Still, the creative teams are decent. They sound like reasonably promising titles. And DC is clearly getting behind them - there's been plenty of publicity for them, with prominent listings in Previews, and excerpts in all the DC comics. DC seems to have faith in the project.
They'll need that level of backing, because DC Focus is going to be a tough sell. Completely new characters are never easy to market, and none of the creators involved are going to deliver huge audiences on name value alone. The obvious question is, who do DC expect to buy these comics?
'Eye Of The Storm launched with great publicity and proceeded to bomb.' They're not mature readers comics, which suggests a general audience. On the other hand, the references to grittiness and realism, and the involvement of writers like Gerber and Tischmann, suggest that the line is being pitched at a slightly more intellectual level than the mainstream DC line. Yet, however much DC stress that it's a no-superhero line, it's still a set of books involving superpowers. And, as the premise of KINETIC seems to acknowledge, it can't escape the shadow of the superhero genre. The moment you bring in superpowers as a key concept, you're aiming at the classic direct market audience.

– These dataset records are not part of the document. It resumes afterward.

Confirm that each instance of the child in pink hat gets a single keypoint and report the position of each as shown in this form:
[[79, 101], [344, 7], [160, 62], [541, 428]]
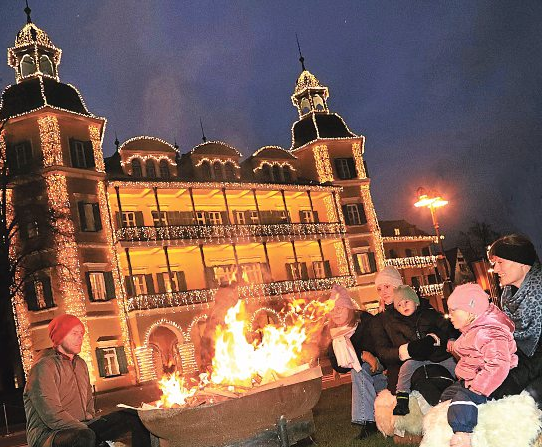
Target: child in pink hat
[[486, 350]]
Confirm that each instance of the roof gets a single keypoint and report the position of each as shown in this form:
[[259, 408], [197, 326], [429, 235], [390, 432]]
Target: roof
[[37, 92], [319, 125], [387, 228]]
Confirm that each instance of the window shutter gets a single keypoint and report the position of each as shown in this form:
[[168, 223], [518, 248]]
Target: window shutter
[[97, 217], [181, 281], [345, 214], [128, 284], [150, 284], [161, 282], [362, 216], [47, 291], [72, 153], [139, 219], [337, 163], [372, 261], [121, 358], [327, 269], [89, 286], [82, 219], [352, 167], [109, 285], [100, 361], [357, 267], [30, 295], [304, 272], [89, 154]]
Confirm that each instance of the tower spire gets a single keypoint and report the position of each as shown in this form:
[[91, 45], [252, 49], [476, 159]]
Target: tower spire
[[301, 58], [203, 138], [27, 10]]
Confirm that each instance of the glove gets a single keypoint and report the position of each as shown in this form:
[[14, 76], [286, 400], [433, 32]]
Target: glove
[[421, 349]]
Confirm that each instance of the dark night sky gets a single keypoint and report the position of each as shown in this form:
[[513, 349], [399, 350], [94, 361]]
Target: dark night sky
[[448, 93]]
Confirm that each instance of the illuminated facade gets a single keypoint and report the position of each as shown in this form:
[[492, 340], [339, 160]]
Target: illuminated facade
[[145, 237]]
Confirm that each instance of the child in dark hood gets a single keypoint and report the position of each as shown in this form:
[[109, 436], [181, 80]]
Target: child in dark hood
[[421, 334]]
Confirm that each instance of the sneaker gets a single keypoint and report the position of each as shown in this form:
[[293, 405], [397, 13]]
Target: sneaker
[[367, 429], [401, 408]]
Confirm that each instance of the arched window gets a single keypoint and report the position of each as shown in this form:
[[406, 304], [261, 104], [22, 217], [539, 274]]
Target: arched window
[[150, 168], [46, 67], [28, 65], [287, 174], [164, 168], [230, 171], [266, 172], [276, 173], [217, 170], [206, 170], [318, 102], [136, 168]]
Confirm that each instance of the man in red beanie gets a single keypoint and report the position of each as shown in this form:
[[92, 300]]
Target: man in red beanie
[[58, 399]]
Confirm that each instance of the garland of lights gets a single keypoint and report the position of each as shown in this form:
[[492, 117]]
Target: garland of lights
[[373, 225], [71, 287], [273, 163], [230, 232], [323, 165], [412, 262], [96, 140], [114, 261]]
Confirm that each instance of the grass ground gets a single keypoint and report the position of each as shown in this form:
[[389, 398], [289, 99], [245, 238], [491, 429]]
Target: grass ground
[[332, 421]]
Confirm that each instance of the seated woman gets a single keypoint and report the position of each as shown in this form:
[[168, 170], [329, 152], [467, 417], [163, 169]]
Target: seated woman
[[352, 350]]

Intelligent, alternative comics for the discerning superhero reader, then? But if that's the idea, then lurking in the background is the spectre of DC's existing mature superhero line, Eye Of The Storm. Eye Of The Storm was launched with great publicity and proceeded to bomb immediately. Of course, there are numerous reasons for that - the hopeless misjudgement of the WildStorm audience, the mess DC made of AUTHORITY, the ultra-niche appeal of titles like AUTOMATIC KAFKA. DC Focus is starting from scratch, which may perversely make it easier to attract the sort of audience it wants. Nonetheless, in sales terms, similar comics haven't done terribly well.
It's interesting that DC has chosen DC Focus as its main push at the moment. On the one hand, you've got to admire the nerve of giving so much effort to a clearly uphill fight - launching four completely new titles with no established fanbase at all. But then again, maybe DC has just got an extraordinarily optimistic view of the market. These look very much like titles whose primary appeal will be to the existing direct market audience (and even then, only a fairly small segment). Producing decent books for that audience is all well and good, so far as it goes. But it's a strangely marginal project to be getting quite so much attention.
Maybe those at DC see more commercial potential in these titles than I do - after all, they've had the advantage of reading them. Maybe they see film potential, or bookstore audiences (though western-style comics with superpowers hardly seem the best way to reach that market). Personally, I'm looking forward to reading the books. But then, I fall into a rather narrow demographic - the sort of people who read SLEEPER. That strikes me as the natural audience for these titles. They have the hallmarks of a line destined for critical acclaim and tiny sales.
DC must be seeing more than that, given the amount of promotion DC Focus has received. But from what we've seen so far, DC may be being optimistic.